I haven’t seen my youngest married son for three Christmases now. I do have some communication by text – as a reply mainly to my occasional ones – but they are tentative, and I feel they are being monitored.

Since he got married, I witnessed a gradual negativity from him towards everything in life that he loved – his childhood memories, family, friends, hobbies, until almost complete estrangement. I know him as a sensitive, talented, kind person who was much loved by all who knew him. We were very close on a soul level. I never had a fallout or cross words with his wife, although I witnessed some very strange behaviour and was very generous towards them both when they lived and got married from my home.

But, through various insights, conversations and research I now realise that he is in a narcissistic relationship, completely controlled and manipulated. I understand now that narcissism in intimate relationships is similar to cult control and brainwashing. I cannot describe how painful this estrangement has been – a grief without a death. There have been times that I howled with the loss of it, but facing the reality, research and insight has left me with more compassion than resentment, even for his wife who needs to control to this extreme.

I am acquainted with grief and sorrow, but, believe me, this experience, as a mother, has been the hardest of all. Added to this is the maternal worry for his mental wellbeing. While respecting his boundaries, I have kept up occasional texting, although it was challenging when I often got no reply. But I’m glad that I did now as I feel a shift recently and a little more openness in his brief texts. I am not given to shame or secrecy, and there is a lot of unnecessary shame around family estrangement – it is more common than we realise.

Although close friends and immediate family know, I am reluctant, however, to be more open about it, for fear of him being judged and alienated in the future should the veil of illusion lift and he fully realises what is going on.

I am not quite sure how to maintain our fragile relationship and where to go from here.



It has been a long road that you have travelled, and it sounds as though you have emerged with a great deal of compassion and selflessness.

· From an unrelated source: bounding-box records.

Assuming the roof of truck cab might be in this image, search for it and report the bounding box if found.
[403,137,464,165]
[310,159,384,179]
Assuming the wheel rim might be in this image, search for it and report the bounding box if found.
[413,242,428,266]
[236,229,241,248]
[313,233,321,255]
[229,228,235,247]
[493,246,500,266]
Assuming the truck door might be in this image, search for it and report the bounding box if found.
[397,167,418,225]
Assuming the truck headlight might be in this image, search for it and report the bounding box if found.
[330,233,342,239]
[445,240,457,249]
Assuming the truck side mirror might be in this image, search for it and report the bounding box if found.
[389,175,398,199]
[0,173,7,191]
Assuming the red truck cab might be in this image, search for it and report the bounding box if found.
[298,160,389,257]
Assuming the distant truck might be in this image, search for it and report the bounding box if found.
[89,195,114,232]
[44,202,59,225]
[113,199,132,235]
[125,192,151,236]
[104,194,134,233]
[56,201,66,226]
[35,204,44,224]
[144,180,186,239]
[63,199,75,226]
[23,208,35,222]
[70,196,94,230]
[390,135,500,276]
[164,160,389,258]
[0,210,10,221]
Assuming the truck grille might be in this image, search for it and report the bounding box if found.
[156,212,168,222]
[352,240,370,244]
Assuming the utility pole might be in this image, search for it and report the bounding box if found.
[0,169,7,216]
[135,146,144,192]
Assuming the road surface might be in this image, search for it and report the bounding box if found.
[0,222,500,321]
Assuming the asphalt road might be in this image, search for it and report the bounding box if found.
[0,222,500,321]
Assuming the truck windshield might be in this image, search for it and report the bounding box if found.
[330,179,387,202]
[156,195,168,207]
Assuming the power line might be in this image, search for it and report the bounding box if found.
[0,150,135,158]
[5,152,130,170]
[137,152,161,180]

That you love your son and demonstrate that love through endurance and steadfastness is clear, and this is what he will find should he reach out for it. In fact, it may be this unbreakable bond that challenges his wife and that may be why she manages his contact with you. That you have arrived at a feeling of compassion shows that you have some understanding of the fear that may underlie her seemingly controlling behaviour, but of course, this only exacerbates your sense of grief at your son’s restricted life. Your son may also fear that if he reaches out for support, he will be pulled away from a wife who is vulnerable and isolated and therein lies the challenge for you.

So far you have not badmouthed his wife, and this may be why your son is able to open up a little to you, and perhaps he will grow in confidence as you remain unwavering in you “being there” for him. You know him well enough to know if this approach might work, though, if a crisis presents, it is always a good idea to use it as a possibility for change.

Your comment on shame may be telling in that your son may feel some of this as he negotiates expanding his life to include more than his wife in his intimate circle. Can you continue with your contact and encourage others in the family to offer invites to events, even if they are not responded to? It may be that this knowledge of a caring support system might be leant into at some time when a crunch situation occurs, and your son realises that he is not alone. Of course, this patience is hard to maintain. You have suffered the enormous grief of estrangement and there is no end to it as the lack of contact is lived daily. It is good that you have close friends and family who know and support you, but grief is lonely and desolate, and it can erode any happiness in your life.

Surround yourself with good people, immerse yourself in activities that give you joy or fulfilment, and do not let your love be contaminated by fear or despair. There is possibly too much of the latter in your son’s life already and what is needed is faith in the possibility of a more open and robust relationship. You are doing everything you can to be the steady beam of light for your son, but you too need nourishment and care in order to maintain this position, so focus on this as you await an opportunity for connection with your much-loved son.